Using the ADA Standards of Care as a guide, what would be the best response to LC concerns?

Answer Choices:

  1. Your concern is valid, but restarting the statin is mandatory. Everyone with type 2 diabetes should be on one without exception.
  2. While statins may slightly increase the risk of type 2 diabetes, their benefits in preventing cardiovascular events outweigh the risks for most people. Let’s talk about your personal risks and explore if continuing a statin is right for you.
  3. Stopping your statin was a good idea. There are other medications that don’t carry any risk of increasing diabetes incidence.
  4. We can focus solely on lifestyle changes to manage both your cholesterol and diabetes.

Getting to the Best Answer

If you are thinking about taking the certification exam, this practice test question will set you up for success. Test writers anticipate possible answers based on the details in the question. They will wave those “juicy answers” right under your nose. Your job is to weed through the particulars, pluck out the most important elements and choose the BEST answer.

Answer 1 is incorrect. 1.40% chose this answer. “Your concern is valid, but restarting the statin is mandatory. Everyone with type 2 diabetes should be on one without exception.” Although statins are recommended for most people with diabetes, especially those over 40, the ADA emphasizes individualized care. There may be specific cases where statin use is not appropriate. Mandatory recommendations fail to consider individual preferences and circumstances, which are central to person-centered care. 

Answer 2 is correct. 95.21% of you chose this answer.
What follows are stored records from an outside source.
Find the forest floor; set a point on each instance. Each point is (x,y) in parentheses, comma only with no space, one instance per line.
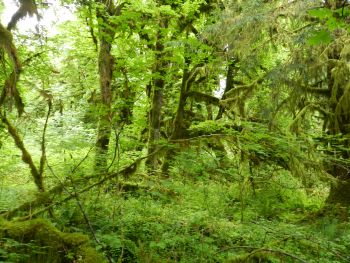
(207,219)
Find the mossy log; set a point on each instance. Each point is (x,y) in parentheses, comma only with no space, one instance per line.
(39,241)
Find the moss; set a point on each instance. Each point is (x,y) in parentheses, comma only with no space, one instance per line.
(39,241)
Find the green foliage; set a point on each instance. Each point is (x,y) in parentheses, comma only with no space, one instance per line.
(321,37)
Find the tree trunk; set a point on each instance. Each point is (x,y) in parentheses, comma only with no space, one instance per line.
(105,69)
(339,124)
(229,85)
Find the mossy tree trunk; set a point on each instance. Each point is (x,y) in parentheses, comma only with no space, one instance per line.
(106,67)
(338,77)
(156,96)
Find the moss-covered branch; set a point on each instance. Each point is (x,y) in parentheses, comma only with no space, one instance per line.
(199,96)
(26,157)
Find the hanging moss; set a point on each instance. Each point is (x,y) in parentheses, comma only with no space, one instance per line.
(39,241)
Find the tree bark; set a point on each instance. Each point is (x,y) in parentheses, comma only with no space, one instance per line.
(105,69)
(156,96)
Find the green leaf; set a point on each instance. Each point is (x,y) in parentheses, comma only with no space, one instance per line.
(321,37)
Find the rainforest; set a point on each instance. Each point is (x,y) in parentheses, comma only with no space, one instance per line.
(174,131)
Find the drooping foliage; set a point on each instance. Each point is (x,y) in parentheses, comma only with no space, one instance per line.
(177,131)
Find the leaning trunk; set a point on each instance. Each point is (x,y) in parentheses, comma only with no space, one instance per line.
(155,113)
(105,66)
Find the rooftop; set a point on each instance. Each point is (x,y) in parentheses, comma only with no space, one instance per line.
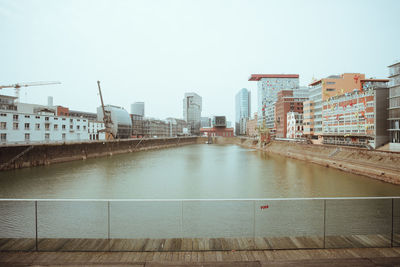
(257,77)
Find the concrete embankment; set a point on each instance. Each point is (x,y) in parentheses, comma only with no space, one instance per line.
(381,165)
(21,156)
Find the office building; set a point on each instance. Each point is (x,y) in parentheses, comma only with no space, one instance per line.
(358,118)
(321,90)
(192,106)
(137,108)
(268,87)
(242,110)
(394,106)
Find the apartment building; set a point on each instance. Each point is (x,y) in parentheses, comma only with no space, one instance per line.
(321,90)
(357,118)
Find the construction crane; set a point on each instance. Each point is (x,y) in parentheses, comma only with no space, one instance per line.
(262,129)
(18,86)
(108,124)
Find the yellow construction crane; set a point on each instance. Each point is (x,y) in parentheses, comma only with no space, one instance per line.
(18,86)
(108,124)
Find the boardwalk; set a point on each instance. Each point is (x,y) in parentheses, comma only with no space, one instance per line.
(305,257)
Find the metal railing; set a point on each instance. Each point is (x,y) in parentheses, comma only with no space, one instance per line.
(204,224)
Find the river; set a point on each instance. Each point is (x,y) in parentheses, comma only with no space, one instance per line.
(188,172)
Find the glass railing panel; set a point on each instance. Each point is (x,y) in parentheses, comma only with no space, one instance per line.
(218,225)
(17,226)
(358,223)
(145,225)
(396,222)
(72,225)
(289,224)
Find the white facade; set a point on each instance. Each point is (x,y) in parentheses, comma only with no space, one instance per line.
(42,127)
(294,125)
(192,106)
(137,108)
(268,89)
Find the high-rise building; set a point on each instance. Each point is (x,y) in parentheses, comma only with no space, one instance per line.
(288,101)
(320,91)
(137,108)
(243,110)
(268,87)
(394,106)
(192,106)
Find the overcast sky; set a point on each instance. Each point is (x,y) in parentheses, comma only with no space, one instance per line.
(155,51)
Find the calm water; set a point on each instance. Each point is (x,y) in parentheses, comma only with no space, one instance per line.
(195,171)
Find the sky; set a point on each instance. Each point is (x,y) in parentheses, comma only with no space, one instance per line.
(155,51)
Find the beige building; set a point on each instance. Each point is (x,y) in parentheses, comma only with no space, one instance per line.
(251,126)
(321,90)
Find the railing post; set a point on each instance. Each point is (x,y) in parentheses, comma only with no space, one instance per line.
(36,234)
(324,222)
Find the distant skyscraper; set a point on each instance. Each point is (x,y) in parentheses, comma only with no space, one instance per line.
(137,108)
(192,105)
(242,108)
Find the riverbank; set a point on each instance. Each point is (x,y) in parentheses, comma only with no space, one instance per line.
(23,156)
(380,165)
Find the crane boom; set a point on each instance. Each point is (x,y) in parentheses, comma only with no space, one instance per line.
(17,86)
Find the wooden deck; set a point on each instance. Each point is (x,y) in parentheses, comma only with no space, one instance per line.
(198,244)
(305,257)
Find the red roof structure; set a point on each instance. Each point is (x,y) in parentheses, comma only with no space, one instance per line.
(257,77)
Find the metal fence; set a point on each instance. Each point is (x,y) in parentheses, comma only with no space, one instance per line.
(198,224)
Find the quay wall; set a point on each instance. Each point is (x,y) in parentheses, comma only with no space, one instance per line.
(376,164)
(45,154)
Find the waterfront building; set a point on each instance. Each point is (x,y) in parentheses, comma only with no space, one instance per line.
(394,106)
(137,108)
(218,128)
(22,123)
(251,126)
(321,90)
(137,125)
(242,110)
(121,121)
(268,87)
(294,125)
(205,122)
(192,106)
(178,127)
(288,100)
(357,118)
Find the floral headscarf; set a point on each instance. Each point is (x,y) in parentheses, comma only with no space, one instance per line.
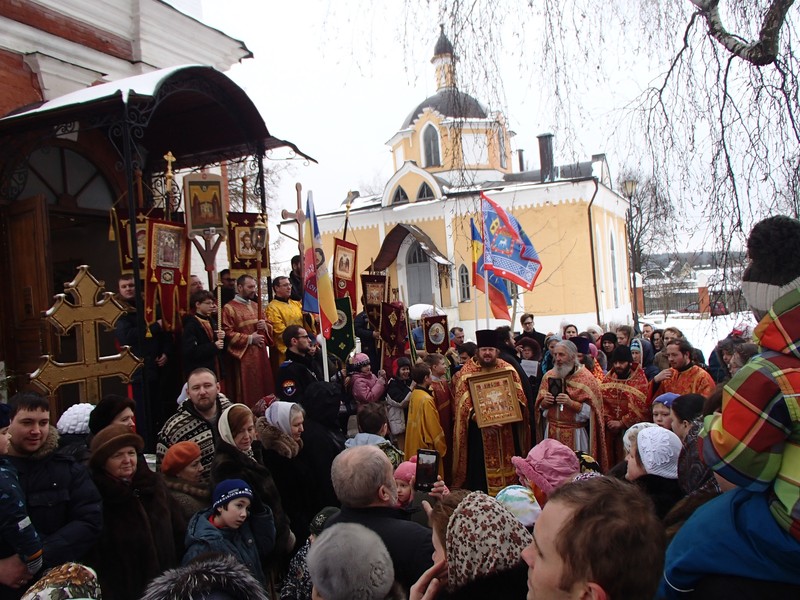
(482,538)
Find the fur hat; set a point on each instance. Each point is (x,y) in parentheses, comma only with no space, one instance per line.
(109,440)
(405,471)
(179,456)
(621,354)
(774,269)
(228,490)
(318,522)
(582,344)
(5,415)
(108,408)
(350,561)
(487,338)
(549,464)
(75,420)
(659,449)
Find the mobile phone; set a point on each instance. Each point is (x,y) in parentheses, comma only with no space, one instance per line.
(427,470)
(555,386)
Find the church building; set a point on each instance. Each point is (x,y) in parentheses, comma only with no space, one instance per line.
(447,151)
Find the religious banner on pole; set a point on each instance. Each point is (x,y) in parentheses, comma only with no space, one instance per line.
(434,329)
(343,340)
(167,273)
(374,292)
(344,269)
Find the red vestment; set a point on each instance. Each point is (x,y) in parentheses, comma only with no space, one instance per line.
(623,400)
(251,375)
(581,386)
(500,442)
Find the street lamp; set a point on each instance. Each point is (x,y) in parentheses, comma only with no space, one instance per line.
(629,189)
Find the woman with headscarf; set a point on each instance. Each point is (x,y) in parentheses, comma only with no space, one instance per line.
(239,455)
(280,431)
(478,544)
(143,526)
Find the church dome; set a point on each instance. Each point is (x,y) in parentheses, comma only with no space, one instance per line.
(449,102)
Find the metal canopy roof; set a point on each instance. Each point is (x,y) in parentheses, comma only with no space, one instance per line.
(198,113)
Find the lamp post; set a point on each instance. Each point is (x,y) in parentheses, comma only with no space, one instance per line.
(629,189)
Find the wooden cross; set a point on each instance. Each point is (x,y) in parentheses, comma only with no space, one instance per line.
(90,307)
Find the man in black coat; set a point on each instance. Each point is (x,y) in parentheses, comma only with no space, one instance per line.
(296,373)
(363,479)
(62,501)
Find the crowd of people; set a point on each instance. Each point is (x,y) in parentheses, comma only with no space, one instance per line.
(581,463)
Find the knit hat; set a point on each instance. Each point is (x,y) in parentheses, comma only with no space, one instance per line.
(405,471)
(487,338)
(659,449)
(360,360)
(228,490)
(665,399)
(348,561)
(75,419)
(179,456)
(108,408)
(482,538)
(632,432)
(318,522)
(582,344)
(109,440)
(520,502)
(549,464)
(774,269)
(621,354)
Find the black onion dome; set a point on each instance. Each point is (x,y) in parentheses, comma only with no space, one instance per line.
(443,45)
(449,102)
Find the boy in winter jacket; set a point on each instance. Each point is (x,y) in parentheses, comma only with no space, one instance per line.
(231,527)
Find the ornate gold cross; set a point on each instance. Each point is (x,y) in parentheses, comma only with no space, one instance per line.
(90,306)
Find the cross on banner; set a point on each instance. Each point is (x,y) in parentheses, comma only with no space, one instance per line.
(87,311)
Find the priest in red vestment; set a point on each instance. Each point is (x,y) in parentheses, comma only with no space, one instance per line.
(682,376)
(482,457)
(569,407)
(246,338)
(624,400)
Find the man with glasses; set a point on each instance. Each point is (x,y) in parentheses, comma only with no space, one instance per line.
(297,371)
(528,330)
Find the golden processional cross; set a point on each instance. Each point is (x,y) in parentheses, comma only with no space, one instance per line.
(90,307)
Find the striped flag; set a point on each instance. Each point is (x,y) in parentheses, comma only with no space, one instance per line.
(499,298)
(318,290)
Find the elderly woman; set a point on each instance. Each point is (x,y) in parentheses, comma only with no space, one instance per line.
(239,455)
(183,473)
(478,546)
(143,526)
(280,431)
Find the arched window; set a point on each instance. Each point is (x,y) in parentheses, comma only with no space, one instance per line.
(614,271)
(501,148)
(430,145)
(463,283)
(400,196)
(425,192)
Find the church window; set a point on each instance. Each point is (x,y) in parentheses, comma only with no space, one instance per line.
(614,283)
(463,283)
(425,192)
(400,196)
(430,145)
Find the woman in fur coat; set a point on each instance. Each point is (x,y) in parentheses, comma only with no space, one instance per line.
(143,526)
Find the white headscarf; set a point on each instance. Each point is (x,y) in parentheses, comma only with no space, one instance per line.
(279,414)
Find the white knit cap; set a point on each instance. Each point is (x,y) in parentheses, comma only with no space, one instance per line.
(659,449)
(75,419)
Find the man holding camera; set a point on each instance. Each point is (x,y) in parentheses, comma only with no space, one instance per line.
(569,407)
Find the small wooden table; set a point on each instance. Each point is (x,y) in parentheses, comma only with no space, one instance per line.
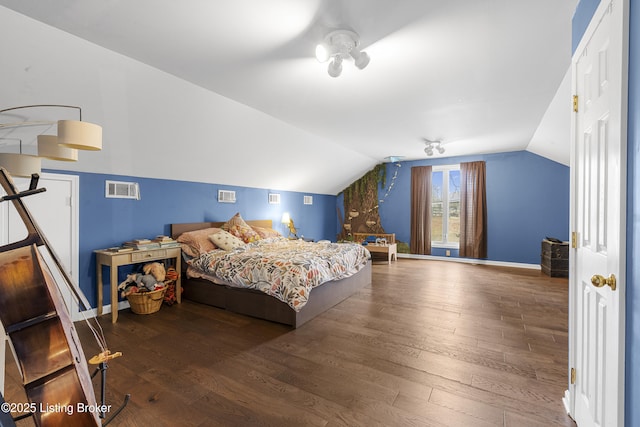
(116,259)
(390,249)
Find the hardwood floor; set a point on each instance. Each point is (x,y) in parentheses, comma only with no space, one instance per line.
(429,343)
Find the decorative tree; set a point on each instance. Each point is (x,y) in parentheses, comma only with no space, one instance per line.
(361,204)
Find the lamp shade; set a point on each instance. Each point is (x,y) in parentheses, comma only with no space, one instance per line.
(20,164)
(48,147)
(80,135)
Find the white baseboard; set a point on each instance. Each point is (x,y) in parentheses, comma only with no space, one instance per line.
(472,261)
(106,309)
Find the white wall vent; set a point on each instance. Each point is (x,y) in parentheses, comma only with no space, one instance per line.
(274,198)
(226,196)
(122,190)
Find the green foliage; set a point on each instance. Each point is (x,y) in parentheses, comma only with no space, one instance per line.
(377,176)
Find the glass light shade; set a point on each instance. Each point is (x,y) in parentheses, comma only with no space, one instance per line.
(335,67)
(80,135)
(361,59)
(20,164)
(48,147)
(322,53)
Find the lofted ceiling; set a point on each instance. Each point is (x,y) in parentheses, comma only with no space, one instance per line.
(480,75)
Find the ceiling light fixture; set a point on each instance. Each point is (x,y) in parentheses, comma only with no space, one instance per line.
(433,145)
(339,45)
(73,135)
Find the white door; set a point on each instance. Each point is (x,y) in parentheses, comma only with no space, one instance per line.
(598,205)
(56,213)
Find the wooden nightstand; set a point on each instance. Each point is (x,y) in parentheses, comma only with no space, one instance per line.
(391,250)
(116,259)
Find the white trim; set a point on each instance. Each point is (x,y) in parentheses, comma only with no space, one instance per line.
(472,261)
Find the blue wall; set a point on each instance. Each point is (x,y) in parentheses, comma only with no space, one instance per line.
(527,200)
(110,222)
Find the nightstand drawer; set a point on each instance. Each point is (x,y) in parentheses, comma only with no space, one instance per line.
(142,255)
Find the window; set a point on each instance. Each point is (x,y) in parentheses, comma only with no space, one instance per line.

GREAT JOB! “While statins may slightly increase the risk of type 2 diabetes, their benefits in preventing cardiovascular events outweigh the risks for most people. Let’s talk about your personal risks and explore if continuing a statin is right for you.”  This response acknowledges LC’s concern while addressing the evidence-based benefits of statin therapy for cardiovascular disease prevention. Statins are generally recommended for people with diabetes because cardiovascular protection outweighs the slight increase in diabetes incidence. This option promotes person-centered care by encouraging a collaborative approach.

Answer 3 is incorrect. About 0.40% of respondents chose this. Stopping your statin was a good idea. “There are other medications that don’t carry any risk of increasing diabetes incidence.” This response is misleading and may not be the best recommendation for LC. The ADA recommends considering the individual’s cardiovascular risk profile, not discontinuing statins simply because of concerns about diabetes incidence.

Finally, Answer 4 is incorrect. 2.99% chose this answer. “We can focus solely on lifestyle changes to manage both your cholesterol and diabetes.”  Discontinuing statins without clinical justification could increase LC’s risk of cardiovascular events. The ADA recommends a combination of lifestyle changes and pharmacotherapy, when appropriate, for optimal outcomes. 

We hope you appreciate this week’s rationale! Thank you so much for taking the time to answer our Question of the Week and participate in this fun learning activity!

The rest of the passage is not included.